Thousands of Americans die each year due to mistakes made at hospitals, and you do not want to be among that group. You have learned about mix-ups with medications and doses, diagnostic errors, undiagnosed surgical complications and poorly trained staff.
Naturally, self-preservation is on your mind when faced with a medical situation. As a result, you want to be prepared. Trusting your health care providers is one thing, but you also must trust yourself in doing your utmost to fend off any medical mistakes that may surface. How do you as a patient do that?
Learn about your condition
According to a Johns Hopkins University study, more than 250,000 people die annually due to medical errors. Researchers studied data from the nine-year period of 2000 to 2008 in coming up with their findings
This statistic is disheartening for any medical patient. However, there are actions that you as a patient can do that may minimize or even prevent a medical error from disrupting your life. They include:
- Study to learn more about your medical condition: You want to understand what has happened to you and how doctors can help. What are the treatment options? Are non-surgical options possible? What led to your ailment? What are the symptoms? What types of drugs are needed along with the dosages? An educated patient is a forward-thinking patient.

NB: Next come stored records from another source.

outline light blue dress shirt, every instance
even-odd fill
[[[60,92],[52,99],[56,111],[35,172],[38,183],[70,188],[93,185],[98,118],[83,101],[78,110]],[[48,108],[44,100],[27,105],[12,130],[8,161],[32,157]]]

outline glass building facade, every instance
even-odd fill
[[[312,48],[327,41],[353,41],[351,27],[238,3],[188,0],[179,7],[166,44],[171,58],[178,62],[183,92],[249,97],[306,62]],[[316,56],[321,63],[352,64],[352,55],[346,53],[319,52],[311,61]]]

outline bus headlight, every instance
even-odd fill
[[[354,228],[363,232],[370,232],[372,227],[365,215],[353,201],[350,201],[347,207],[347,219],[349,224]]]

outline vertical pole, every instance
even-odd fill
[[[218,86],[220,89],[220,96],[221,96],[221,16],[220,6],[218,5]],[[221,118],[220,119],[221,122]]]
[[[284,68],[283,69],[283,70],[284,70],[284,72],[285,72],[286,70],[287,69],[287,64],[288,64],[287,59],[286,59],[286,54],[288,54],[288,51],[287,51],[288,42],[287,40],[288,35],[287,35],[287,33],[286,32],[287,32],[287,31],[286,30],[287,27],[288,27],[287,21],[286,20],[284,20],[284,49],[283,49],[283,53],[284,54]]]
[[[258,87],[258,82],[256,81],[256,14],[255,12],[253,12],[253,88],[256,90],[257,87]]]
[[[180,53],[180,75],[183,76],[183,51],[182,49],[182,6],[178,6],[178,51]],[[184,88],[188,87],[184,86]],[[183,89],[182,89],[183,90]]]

- Have a reliable family member at your side: Have that person attend medical appointments with you, and you may gain reassurance from his or her presence. Remember, sometimes, a person with a pending major surgery may not have the clearest of thoughts. The two of you can listen and take notes.
- Get a second medical opinion: Your confidence must be earned by the doctor. If not, it is time for a second opinion. A Mayo Clinic study discovered that 88% of patients who sought a second opinion received a new or refined diagnosis. Also, 21% of the patients who received a second opinion got a “distinctly different” diagnosis from another medical professional.
These steps just could help you weather this turbulent time in your life. You want the best outcome possible.
Be your own advocate
The worries related to a medical condition will test any patient. But this is the time to dig down deep and be your own medical advocate.